Thursday, 14 April 2011

Rising Oil Prices and the Threat to the Aviation Industry

We've all known about "Peak Oil" for some time and been warning that this will impact on unsustainable fossil-fuel dependent industries. This is starting to hit home already, yet state aid continues to be pumped in to prop them up.

It has been reported, the aviation industry faces danger from fragile consumer confidence and rising oil prices as passenger numbers fall at Stansted and Heathrow Airports. The leisure market, dominated by Ryanair and easyJet and charter operators, remains weak. Stansted and Southampton were BAA's worst performers last month, posting year-on-year falls of 7.4% and 8.7% respectively. Colin Matthews, BAA chief executive, said: "Continued rises in the price of oil are a concern for airlines and passengers in all our markets." John Strickland, an industry consultant, agreed saying: "The big concern in the industry is still the oil price. It is rising rapidly." Rising oil prices means the cost of fares are increasing, thus further reducing passenger numbers. Last week BA increased its fuel surcharges for the third time in less than four months as the price of jet fuel rose to $134 (£82) a barrel – three times its low point in early 2009, in a attempt to survive. Fuel accounts for nearly a quarter of airline operating costs and is largely out of carriers' control.

The spiraling costs of fuel has greatly impacted budget airlines, such as Ryanair. Ryanair said its fuel bill soared by 93% in 2008 and represented almost half of its operating costs, up from 36% 2007. Budget airlines are mitigating the increases by charging higher fees for checking in bags and priority boarding passes. Budget airlines will try to leave the prices of fares untouched, as cheap tickets are key to their business model which use bargain fares to pack passengers on to airplanes. "They cannot afford to raise fares. It would break their model," said Strickland. "Occupancy would fall and they will not make enough money to cover increased fuel costs." Furthermore, the cost of fuelling a transatlantic flight, the most profitable part of BA's business, has quadrupled since 2000 to $44,000 (£22,200). It is estimated many airlines will not survive a combination of expensive fuel and a drop-off in demand as passenger numbers decline due to expensive fares and dwindling consumer confidence.

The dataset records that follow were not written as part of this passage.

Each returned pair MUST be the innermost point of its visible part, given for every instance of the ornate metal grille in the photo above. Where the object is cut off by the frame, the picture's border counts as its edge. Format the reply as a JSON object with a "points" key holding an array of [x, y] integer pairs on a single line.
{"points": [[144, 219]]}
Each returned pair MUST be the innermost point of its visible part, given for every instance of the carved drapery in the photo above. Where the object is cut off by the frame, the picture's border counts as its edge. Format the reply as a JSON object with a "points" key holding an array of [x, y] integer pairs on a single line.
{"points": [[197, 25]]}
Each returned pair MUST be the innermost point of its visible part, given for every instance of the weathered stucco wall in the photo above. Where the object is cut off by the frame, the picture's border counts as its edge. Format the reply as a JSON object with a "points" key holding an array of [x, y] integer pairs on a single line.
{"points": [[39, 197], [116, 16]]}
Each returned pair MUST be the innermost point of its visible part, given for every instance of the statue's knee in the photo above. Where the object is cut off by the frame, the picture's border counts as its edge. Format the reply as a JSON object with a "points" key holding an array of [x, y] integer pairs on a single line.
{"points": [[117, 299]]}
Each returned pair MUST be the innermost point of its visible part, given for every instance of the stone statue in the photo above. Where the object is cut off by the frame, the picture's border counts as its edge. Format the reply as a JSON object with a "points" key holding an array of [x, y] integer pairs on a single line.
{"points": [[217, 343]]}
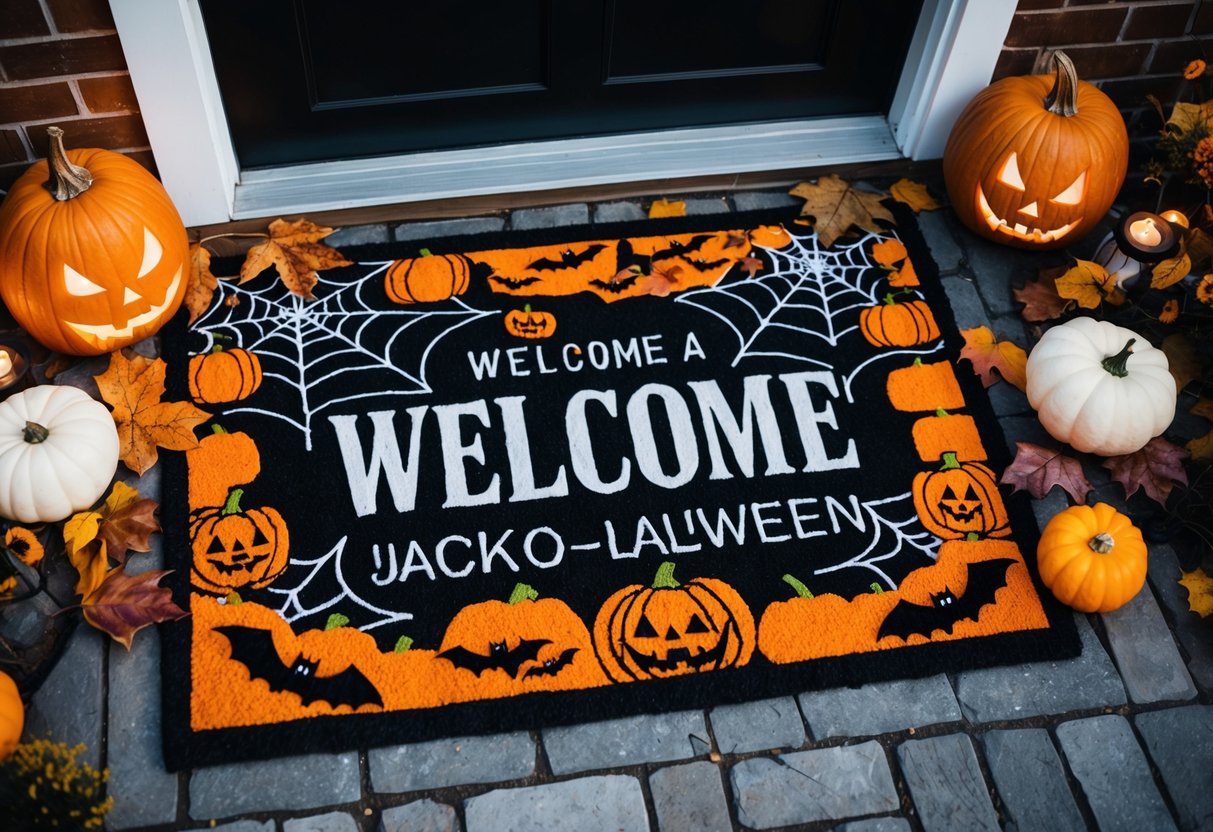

This ties in with the work Birmingham Friends of the Earth has been doing. We oppose the growth in aviation as it is one of the fastest growing sources of greenhouse gas emissions, plus airports create noise, air pollution and congestion. Rising costs of fuel and increased usage of the aviation industry are highly unsustainable for passengers and the environment. We are against the growth of this industry and would like to see it pay its full environmental costs, not shift them onto the tax-payer. Joe Peacock reacted to the news this week of state aid being provided to subsidise the building of the runway extension at Birmingham Airport through the Regional Growth Fund. "The aviation sector pays no tax on its fuel and no VAT on the sales of tickets and planes but that is not enough it needs our help to build the infrastructure from which it plies its trade.” “These decisions show the hand of the Government and with its financial support of the aviation sector how it can claim to be the Greenest Government ever is beyond us.” It is hoped a process of due diligence on the bids will be open to full public scrutiny.